Saudi Arabia funnels about $1 billion a year to Yemen in an attempt to keep the country “contained” and buy tribal support, according to Mustafa Alani, director of the security and terrorism program at the Gulf Research Center in Dubai.
Al-Qaeda’s Yemen-based wing tried to assassinate the top Saudi anti-terrorism official, Prince Muhammad bin Nayef bin Abdulaziz, in 2009. The same year, Shiite Houthi insurgents in northern Yemen seized a sliver of Saudi territory and killed a Saudi soldier, prompting retaliation with air attacks.
King Abdullah sent troops into Bahrain, another neighbor, last month to help quash Shiite-led protests. The risk of military intervention in Yemen, though, is that “it is very easy to get in but would be very difficult to get out,” Alani said. “It’s like Afghanistan with the geography, a tribal system and a heavily armed society.”
Yemen is the second most-heavily armed in the world, after the U.S. on a per-capita basis, with 54.8 guns per 100 people, according to the Small Arms Survey 2007 by the Geneva-based Graduate Institute of International Studies. Tunisia, where protesters ousted their president in January and triggered the season of uprisings, placed last in the study.
‘Factions in Uniform’
The challenges also stretch beyond security. The country faces water shortages, declining oil output and a society where more than half the 23 million people are under 20 years old. About 40 percent of Yemen’s population, forecast to almost double by 2030, lives on less than $2 a day.
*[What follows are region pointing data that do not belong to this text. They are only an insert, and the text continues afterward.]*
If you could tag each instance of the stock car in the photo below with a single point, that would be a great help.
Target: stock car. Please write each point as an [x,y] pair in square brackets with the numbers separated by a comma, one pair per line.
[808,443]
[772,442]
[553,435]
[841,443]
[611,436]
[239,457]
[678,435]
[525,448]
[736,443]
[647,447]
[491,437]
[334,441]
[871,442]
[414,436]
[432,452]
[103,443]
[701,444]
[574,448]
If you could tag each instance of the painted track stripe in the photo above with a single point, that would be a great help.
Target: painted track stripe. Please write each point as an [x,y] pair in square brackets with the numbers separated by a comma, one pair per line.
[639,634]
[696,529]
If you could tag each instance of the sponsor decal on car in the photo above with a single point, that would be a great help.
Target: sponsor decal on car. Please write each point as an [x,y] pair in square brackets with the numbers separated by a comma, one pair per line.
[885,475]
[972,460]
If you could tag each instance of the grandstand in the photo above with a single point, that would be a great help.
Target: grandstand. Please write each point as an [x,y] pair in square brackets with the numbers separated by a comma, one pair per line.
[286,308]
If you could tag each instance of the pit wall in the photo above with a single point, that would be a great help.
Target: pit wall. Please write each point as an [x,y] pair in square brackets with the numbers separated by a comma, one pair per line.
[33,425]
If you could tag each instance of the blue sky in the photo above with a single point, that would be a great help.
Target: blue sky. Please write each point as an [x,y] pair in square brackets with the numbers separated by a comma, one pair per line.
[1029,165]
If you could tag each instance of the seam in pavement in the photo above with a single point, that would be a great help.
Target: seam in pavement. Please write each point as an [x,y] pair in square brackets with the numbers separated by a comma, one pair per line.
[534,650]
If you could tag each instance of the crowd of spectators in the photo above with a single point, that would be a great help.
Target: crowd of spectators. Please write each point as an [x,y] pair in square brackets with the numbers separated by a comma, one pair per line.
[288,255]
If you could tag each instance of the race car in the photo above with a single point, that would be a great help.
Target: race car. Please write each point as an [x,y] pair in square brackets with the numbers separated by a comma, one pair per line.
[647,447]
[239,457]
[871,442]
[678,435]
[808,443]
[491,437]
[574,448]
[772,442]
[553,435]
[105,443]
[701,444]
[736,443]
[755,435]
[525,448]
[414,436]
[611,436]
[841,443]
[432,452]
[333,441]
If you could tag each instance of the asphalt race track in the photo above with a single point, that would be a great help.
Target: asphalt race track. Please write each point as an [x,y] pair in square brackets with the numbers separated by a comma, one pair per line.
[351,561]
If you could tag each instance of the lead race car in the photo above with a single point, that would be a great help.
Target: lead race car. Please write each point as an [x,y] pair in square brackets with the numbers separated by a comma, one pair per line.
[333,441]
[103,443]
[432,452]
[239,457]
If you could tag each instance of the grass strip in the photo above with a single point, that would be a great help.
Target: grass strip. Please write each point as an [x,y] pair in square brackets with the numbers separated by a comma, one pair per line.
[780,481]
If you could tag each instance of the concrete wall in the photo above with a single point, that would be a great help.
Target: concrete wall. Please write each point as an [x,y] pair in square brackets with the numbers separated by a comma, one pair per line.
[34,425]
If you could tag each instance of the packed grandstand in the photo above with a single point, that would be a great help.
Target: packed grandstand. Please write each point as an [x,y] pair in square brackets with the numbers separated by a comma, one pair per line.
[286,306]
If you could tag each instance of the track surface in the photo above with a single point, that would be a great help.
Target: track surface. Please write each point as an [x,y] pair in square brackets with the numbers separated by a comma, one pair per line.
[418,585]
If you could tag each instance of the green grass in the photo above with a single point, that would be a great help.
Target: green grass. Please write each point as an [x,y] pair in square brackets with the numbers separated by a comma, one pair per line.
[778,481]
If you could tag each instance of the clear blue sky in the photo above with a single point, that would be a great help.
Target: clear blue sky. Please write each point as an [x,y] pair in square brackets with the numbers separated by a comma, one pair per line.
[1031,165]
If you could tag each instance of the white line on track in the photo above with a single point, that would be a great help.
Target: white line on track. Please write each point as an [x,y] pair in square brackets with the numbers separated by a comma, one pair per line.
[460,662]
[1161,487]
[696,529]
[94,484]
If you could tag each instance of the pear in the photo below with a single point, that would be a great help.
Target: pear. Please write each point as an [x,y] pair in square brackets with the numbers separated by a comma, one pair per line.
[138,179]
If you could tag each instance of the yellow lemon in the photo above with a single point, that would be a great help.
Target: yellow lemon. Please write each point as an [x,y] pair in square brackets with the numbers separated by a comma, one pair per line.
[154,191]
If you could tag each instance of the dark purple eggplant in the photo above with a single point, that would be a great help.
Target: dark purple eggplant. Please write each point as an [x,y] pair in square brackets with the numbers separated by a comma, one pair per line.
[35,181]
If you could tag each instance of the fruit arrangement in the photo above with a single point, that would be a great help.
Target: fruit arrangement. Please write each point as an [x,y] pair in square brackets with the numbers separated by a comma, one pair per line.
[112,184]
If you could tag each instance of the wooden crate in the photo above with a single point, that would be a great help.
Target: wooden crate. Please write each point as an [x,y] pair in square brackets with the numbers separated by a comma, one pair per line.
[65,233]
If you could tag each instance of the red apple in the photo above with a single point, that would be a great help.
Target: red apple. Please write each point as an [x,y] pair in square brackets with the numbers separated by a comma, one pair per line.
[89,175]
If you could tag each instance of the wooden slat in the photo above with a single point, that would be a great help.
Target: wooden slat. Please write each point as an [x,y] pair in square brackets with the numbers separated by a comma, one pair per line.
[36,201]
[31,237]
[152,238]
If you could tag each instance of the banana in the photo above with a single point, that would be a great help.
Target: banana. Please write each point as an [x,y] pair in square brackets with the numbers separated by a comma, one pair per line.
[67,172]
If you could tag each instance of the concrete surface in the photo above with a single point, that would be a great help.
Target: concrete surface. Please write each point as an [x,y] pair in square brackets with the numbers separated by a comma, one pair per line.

Yemen also lacks a unified military that could oversee a transition. Ali Mohsen al-Ahmar, the commander of the First Armored Division, has joined the opposition and his troops clashed with government supporters in Sana’a this week.
“We don’t have a military, we have tribal factions in uniform,” Abdul Ghani Aryani, an independent political analyst, said from Sana’a. “They cannot be a safeguard for social order and stability. They are only a source of threat.”